Web Load Testing Discussion

Patrick_Salo · May 13, 2024, 9:52pm

As a followup, @Ricardo_Cruz has some really great data using wrk.

Just for kicks I just ran wrk versus oha to see the comparison. One important thing to note is that oha is in active development and is “newer” with more UI than wrk.

./wrk -d 60s -c 100 --latency https://myServer.com
./oha -z 60s -c 100 --latency-correction --disable-keepalive https://myServer.com

There are some deltas since my initial posting in February…

DigitalOcean (DO) Droplet
Debian 12 x86
Premium AMD w/ NVMe SSD
2 GB / 1 AMD CPU
50 GB NVMe SSDs
Now at a higher premium tier ($14 as of this writing).
Web apps loaded via Lifeboat with an nginx backend and no load balancing

Xojo
Web 2.0 app compiled under 2024r1

Mirroring my prior test runs, here is what wrk versus oha looks like…

wrk
wrk 2024-05-13 at 2.17.51 PM 100

oha

What’s particularly interesting here is how different the results are from each tool. For example wrk shows 154.47 requests per second versus oha at 20.0599. wrk also shows 469 timeouts versus 8 under oha. wrk shows 9276 requests versus 1120 responses under oha (which matches up to 20.0599 requests/sec * 60 seconds). The latency and response times are all over the place in comparison to the two tools.
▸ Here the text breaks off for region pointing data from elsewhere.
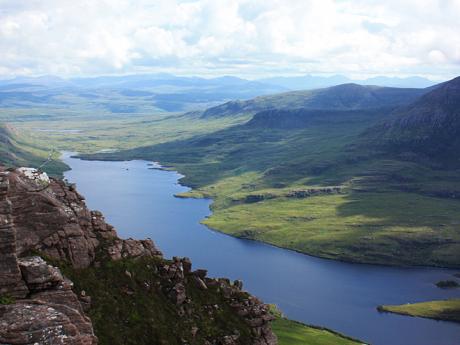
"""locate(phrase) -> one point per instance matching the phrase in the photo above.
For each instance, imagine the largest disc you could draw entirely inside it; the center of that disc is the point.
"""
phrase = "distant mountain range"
(308, 82)
(340, 97)
(429, 126)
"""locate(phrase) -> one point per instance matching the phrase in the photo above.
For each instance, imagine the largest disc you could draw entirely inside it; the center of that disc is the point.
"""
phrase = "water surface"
(139, 202)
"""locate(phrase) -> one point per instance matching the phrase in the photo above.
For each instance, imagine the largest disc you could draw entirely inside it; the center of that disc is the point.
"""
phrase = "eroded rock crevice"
(46, 218)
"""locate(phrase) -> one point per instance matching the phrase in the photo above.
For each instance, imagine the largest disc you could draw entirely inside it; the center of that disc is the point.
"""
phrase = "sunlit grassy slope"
(310, 190)
(15, 150)
(440, 310)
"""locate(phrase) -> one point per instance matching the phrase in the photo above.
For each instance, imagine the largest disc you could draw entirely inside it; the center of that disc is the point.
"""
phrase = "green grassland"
(389, 210)
(296, 333)
(269, 180)
(440, 310)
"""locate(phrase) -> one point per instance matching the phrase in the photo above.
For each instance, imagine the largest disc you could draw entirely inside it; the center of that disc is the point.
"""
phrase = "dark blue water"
(139, 202)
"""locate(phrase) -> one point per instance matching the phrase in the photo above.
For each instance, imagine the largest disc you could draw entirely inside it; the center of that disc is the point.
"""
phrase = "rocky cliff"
(125, 292)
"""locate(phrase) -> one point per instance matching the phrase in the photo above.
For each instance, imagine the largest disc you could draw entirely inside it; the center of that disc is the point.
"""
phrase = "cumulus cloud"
(250, 38)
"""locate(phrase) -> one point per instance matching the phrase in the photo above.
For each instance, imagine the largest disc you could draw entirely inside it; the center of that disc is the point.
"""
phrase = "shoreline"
(174, 169)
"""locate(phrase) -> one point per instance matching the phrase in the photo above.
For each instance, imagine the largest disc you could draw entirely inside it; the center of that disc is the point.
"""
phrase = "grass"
(389, 211)
(250, 171)
(448, 310)
(133, 309)
(295, 333)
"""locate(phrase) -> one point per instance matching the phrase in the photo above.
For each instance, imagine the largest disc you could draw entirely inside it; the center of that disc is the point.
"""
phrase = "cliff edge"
(119, 291)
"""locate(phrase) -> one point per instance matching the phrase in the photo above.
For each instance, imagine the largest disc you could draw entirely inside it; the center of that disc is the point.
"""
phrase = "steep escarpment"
(340, 97)
(429, 127)
(66, 278)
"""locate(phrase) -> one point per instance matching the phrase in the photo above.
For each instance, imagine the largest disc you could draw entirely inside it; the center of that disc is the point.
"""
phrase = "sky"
(246, 38)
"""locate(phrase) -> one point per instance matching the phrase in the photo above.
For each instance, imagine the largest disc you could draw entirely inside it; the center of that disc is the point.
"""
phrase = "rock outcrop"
(42, 217)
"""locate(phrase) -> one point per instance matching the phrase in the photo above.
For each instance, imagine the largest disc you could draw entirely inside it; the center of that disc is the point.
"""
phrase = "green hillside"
(302, 179)
(15, 151)
(340, 97)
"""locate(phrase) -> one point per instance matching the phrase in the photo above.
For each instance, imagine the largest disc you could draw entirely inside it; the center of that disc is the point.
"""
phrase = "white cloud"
(243, 37)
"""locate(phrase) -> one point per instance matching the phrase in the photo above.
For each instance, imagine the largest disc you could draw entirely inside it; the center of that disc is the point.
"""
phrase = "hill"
(308, 82)
(15, 151)
(297, 178)
(430, 126)
(340, 97)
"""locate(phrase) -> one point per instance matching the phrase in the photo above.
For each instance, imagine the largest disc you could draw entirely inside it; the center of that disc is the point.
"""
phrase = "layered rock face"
(38, 306)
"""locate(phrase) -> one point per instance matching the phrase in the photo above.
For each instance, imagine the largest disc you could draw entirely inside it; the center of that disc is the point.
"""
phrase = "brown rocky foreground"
(46, 218)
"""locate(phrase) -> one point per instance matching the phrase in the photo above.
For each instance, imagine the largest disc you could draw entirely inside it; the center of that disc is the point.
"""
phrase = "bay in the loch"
(139, 202)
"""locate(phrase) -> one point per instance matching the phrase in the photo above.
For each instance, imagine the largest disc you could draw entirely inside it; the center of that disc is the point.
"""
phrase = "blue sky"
(246, 38)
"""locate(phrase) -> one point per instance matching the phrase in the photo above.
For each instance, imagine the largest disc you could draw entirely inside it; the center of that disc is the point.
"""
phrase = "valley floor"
(448, 310)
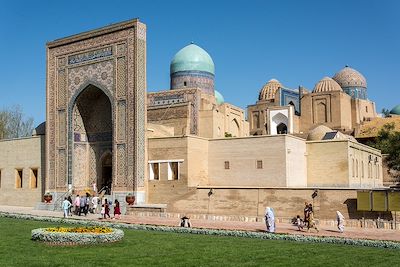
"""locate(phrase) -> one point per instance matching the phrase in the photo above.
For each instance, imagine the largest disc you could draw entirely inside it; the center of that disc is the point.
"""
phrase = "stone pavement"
(360, 233)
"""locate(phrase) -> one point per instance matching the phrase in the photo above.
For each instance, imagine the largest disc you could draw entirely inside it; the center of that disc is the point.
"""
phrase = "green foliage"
(162, 247)
(388, 141)
(13, 124)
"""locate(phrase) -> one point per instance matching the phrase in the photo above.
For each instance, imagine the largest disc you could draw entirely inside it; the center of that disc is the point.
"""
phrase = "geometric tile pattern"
(121, 75)
(102, 73)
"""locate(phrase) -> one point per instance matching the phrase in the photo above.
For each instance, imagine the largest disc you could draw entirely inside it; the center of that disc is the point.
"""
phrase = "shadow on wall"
(351, 204)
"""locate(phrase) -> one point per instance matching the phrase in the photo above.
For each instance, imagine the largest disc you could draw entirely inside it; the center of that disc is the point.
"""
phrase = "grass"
(147, 248)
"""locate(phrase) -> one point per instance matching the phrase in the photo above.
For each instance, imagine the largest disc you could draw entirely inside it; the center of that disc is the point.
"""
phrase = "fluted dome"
(269, 89)
(218, 97)
(192, 58)
(326, 85)
(349, 77)
(318, 133)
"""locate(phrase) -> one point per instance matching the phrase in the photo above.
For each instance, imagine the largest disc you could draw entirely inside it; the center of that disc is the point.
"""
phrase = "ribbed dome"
(318, 133)
(395, 110)
(348, 77)
(327, 85)
(192, 58)
(218, 97)
(269, 89)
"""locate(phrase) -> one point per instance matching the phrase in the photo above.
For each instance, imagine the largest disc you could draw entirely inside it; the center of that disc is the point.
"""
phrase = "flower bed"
(77, 235)
(248, 234)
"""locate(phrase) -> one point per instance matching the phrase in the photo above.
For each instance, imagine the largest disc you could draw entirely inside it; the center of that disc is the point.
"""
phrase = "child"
(299, 223)
(311, 222)
(103, 211)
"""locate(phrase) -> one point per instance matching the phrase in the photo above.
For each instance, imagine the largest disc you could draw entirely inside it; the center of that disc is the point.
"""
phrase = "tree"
(13, 123)
(388, 141)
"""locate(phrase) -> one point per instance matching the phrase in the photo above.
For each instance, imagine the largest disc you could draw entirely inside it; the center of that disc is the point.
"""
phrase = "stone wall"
(26, 155)
(287, 203)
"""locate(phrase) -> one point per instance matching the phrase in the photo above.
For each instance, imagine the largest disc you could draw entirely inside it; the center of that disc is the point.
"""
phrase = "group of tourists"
(308, 221)
(85, 204)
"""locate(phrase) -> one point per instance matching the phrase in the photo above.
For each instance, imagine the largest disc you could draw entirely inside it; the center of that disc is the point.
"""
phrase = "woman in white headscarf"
(340, 220)
(270, 220)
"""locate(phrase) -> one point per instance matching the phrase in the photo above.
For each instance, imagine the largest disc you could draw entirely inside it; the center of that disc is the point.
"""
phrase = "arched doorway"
(279, 124)
(281, 128)
(234, 128)
(91, 135)
(105, 179)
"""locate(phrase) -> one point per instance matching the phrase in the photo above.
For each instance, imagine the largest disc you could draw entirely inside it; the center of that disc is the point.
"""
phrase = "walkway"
(361, 233)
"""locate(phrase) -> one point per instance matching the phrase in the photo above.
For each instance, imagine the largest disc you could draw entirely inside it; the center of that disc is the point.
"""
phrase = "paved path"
(363, 233)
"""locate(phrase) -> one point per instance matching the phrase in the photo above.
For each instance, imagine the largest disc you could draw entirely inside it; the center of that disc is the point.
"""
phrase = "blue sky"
(296, 42)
Some of this might come down to what’s being loaded up as wrk shows 41.20MB read versus oha at 1.60MiB so maybe wrk is loading up the whole web app but oha isn’t. But this also doesn’t make sense as wrk is showing better response and throughput than oha.

For comparison with Ricardo’s own data in the other thread, here’s two more runs, but this time with the duration and connections reduced to 10…
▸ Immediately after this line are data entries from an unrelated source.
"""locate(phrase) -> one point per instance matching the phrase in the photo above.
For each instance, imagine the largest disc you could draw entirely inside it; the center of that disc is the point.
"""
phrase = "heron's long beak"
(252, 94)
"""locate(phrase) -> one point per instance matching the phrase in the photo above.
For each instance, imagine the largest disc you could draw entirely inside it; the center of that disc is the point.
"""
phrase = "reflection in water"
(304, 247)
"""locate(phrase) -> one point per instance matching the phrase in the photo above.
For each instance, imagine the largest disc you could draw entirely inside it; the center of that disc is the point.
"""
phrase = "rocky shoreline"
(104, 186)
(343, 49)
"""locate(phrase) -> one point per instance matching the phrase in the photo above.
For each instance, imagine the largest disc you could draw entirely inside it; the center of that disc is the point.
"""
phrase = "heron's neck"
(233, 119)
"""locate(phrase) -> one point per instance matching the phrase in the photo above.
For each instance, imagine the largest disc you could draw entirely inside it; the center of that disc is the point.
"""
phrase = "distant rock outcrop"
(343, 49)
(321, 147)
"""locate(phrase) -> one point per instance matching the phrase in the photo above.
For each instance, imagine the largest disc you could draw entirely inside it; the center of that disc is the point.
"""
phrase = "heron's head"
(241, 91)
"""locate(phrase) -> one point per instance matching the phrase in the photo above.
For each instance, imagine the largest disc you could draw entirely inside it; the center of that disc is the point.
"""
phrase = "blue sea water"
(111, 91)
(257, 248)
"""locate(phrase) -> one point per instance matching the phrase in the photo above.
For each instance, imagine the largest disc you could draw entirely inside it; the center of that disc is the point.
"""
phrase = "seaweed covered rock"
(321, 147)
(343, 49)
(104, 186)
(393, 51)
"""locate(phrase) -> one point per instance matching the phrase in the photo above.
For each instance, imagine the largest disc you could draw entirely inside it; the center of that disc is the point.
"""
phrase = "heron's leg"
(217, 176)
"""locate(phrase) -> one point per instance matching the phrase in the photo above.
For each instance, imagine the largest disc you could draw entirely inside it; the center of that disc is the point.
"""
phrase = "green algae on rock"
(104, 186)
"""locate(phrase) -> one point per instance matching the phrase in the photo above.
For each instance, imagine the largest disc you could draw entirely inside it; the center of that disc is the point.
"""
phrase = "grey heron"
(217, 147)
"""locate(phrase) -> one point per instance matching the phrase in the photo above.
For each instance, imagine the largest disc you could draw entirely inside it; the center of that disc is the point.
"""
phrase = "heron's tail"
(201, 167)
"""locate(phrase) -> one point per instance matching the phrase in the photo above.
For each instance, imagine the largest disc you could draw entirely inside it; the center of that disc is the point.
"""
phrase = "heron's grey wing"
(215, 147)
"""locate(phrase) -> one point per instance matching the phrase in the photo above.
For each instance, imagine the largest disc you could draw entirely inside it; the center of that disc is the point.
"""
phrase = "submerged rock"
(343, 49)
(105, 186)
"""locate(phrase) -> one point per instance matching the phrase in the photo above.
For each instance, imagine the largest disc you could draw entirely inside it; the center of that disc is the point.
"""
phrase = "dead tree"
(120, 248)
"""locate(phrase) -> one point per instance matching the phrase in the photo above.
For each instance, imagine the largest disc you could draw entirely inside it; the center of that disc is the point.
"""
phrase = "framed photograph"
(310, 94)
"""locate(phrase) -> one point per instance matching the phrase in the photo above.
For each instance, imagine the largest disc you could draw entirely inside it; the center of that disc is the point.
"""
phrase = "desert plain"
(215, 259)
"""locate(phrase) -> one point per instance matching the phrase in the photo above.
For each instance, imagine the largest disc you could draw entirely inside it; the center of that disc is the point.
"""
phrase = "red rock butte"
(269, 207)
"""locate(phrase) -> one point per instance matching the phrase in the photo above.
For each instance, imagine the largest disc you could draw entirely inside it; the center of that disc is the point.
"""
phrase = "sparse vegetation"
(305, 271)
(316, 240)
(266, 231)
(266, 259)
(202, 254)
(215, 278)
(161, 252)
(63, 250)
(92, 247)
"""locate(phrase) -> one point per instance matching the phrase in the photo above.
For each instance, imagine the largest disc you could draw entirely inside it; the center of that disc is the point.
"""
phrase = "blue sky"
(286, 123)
./wrk -d 10s -c 10 --latency https://myServer.com
./oha -z 10s -c 10 --latency-correction --disable-keepalive https://myServer.com

wrk
wrk 2024-05-13 at 2.19.34 PM 10

oha

The same analysis as above, appears to hold true here as well. I think the big take away isn’t to try and rectify the deltas between these two tools, but instead that one should pick a single tool and then stick with it to capture the positive or negative deltas over time as the analysis methodology will be consistent then.

This does continue to beg the question of, “What exactly is the throughput of Web 2.0 and how many users can a server sustain in burst as well as normal operations?” Of course, lots of variables feed into these questions and all these load tester tools are theoretical in nature so there might never be a fully accurate number here.